Appeals by (1) the defendant Anthony White from a judgment of the Supreme Court, Kings County (Tomei, J.), rendered April 21, 2004, convicting him of falsifying business records in the first degree (eight counts) and conspiracy in the fifth degree, upon a jury verdict, and imposing sentence, (2) the defendant A & G Auto Dismantling, Inc., from a judgment of the same court also rendered April 21, 2004, convicting it of falsifying business records in the first degree (eight counts) and conspiracy in the fifth degree, upon a jury verdict, and imposing sentence, (3) the defendant George Kirschbaum from a judgment of the same court also rendered April 21, 2004, convicting him of falsifying business records in the first degree (five counts) and conspiracy in the fifth degree, upon a jury verdict, and imposing sentence, and (4) the defendant A-Best Used Auto Parts, Inc., from a judgment of the same court also rendered April 21, 2004, convicting it of falsifying business records in the first degree (five counts) and conspiracy in the fifth degree, upon a jury verdict, and imposing sentence.
Ordered that the judgments are reversed, on the law and as a matter of discretion in the interest of justice, and a new trial is ordered.
The defendant A & G Auto Dismantling, Inc., its president, the defendant Anthony White, the defendant A-Best Auto Parts, Inc., and its owner, the defendant George Kirschbaum, allegedly conspired, together with others (see People v Cioffi, 24 AD3d 793 [2005] [decided herewith]; People v F & S Auto Parts, Inc., 24 AD3d 795 [2005] *802[decided herewith]), to falsify various registers in order to facilitate the trafficking of stolen automobile parts. After a joint trial with the other alleged conspirators, the defendants were each convicted of conspiracy in the fifth degree, as well as numerous counts of falsifying business records in the first degree.
The defendants’ challenges to the legal sufficiency of the evidence are unpreserved for appellate review (see CPL 470.05 [2]; People v Gray, 86 NY2d 10 [1995]). In any event, viewing the evidence in the light most favorable to the prosecution (see People v Contes, 60 NY2d 620 [1983]), we find that it was legally sufficient to establish the defendants’ guilt beyond a reasonable doubt. Moreover, upon the exercise of our factual review power, we are satisfied that the verdicts of guilt were not against the weight of the evidence (see CPL 470.15 [5]).
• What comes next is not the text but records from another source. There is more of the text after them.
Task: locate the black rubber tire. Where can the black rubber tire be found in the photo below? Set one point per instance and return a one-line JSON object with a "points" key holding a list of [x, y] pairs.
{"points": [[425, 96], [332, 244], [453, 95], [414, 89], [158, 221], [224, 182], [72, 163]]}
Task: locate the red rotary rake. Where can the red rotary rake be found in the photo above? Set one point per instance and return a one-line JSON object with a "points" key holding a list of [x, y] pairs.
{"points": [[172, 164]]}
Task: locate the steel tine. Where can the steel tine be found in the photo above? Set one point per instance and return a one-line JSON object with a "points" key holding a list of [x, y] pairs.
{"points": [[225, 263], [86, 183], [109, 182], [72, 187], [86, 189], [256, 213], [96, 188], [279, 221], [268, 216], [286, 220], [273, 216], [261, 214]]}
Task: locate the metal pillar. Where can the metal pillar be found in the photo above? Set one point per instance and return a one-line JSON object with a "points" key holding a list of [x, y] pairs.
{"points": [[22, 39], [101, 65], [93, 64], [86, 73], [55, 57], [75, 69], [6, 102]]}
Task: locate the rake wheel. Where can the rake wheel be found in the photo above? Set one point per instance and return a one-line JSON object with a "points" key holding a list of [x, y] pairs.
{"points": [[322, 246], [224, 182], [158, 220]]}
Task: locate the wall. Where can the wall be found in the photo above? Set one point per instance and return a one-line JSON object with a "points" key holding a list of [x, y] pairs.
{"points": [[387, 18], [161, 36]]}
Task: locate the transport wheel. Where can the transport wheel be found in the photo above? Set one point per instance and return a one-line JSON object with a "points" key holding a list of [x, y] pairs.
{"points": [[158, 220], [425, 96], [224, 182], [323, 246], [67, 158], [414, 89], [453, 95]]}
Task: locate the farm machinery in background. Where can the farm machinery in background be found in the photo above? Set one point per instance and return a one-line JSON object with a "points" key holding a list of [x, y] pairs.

However, as the plea allocutions of 15 codefendants were testimonial statements not subject to cross-examination, the trial court erred in admitting the allocutions (see Crawford v Washington, 541 US 36 [2004]; People v Douglas, 4 NY3d 777, 779 [2005]; People v Hardy, 4 NY3d 192, 198 [2005]). The defendants failed to preserve this issue for appellate review by specifically objecting that the admission of the plea allocutions violated their Sixth Amendment right to confront witnesses against them (see People v Bones, 17 AD3d 689 [2005], lv denied 5 NY3d 826 [2005]; People v Rojas, 15 AD3d 211, 212 [2005]). However, we reach this issue in the exercise of our interest of justice jurisdiction (see CPL 470.15 [6] [a]).
The People’s contention that the admission of the plea allocutions constituted harmless error is meritless. In opposing the defendants’ motion in limine to preclude admission of the pleas, the prosecutor characterized the allocutions, inter alia, as “essential,” “the most compelling evidence of the existence of a conspiracy,” and “the core to the case.” Moreover, the allocutions were referred to extensively during the prosecutor’s summation and thus, the error cannot be considered harmless beyond a reasonable doubt (see People v Hardy, supra at 199; People v Woods, 9 AD3d 293, 295 [2004]). The evidence of the defendants’ guilt was not so overwhelming that there is no reasonable possibility that the error influenced the jury (see People v Ryan, 17 AD3d 1, 6 [2005]; cf. People v Muhammad, 17 AD3d 139 [2005], lv denied 5 NY3d 792 [2005]; People v Rojas, supra at 212; People v Hopkins, 13 AD3d 303 [2004]; People v McBee, 8 AD3d 500 [2004]).
In light of our determination, we need not reach the defen*803dants’ remaining contentions. Adams, J.P., Krausman, Spolzino and Fisher, JJ., concur.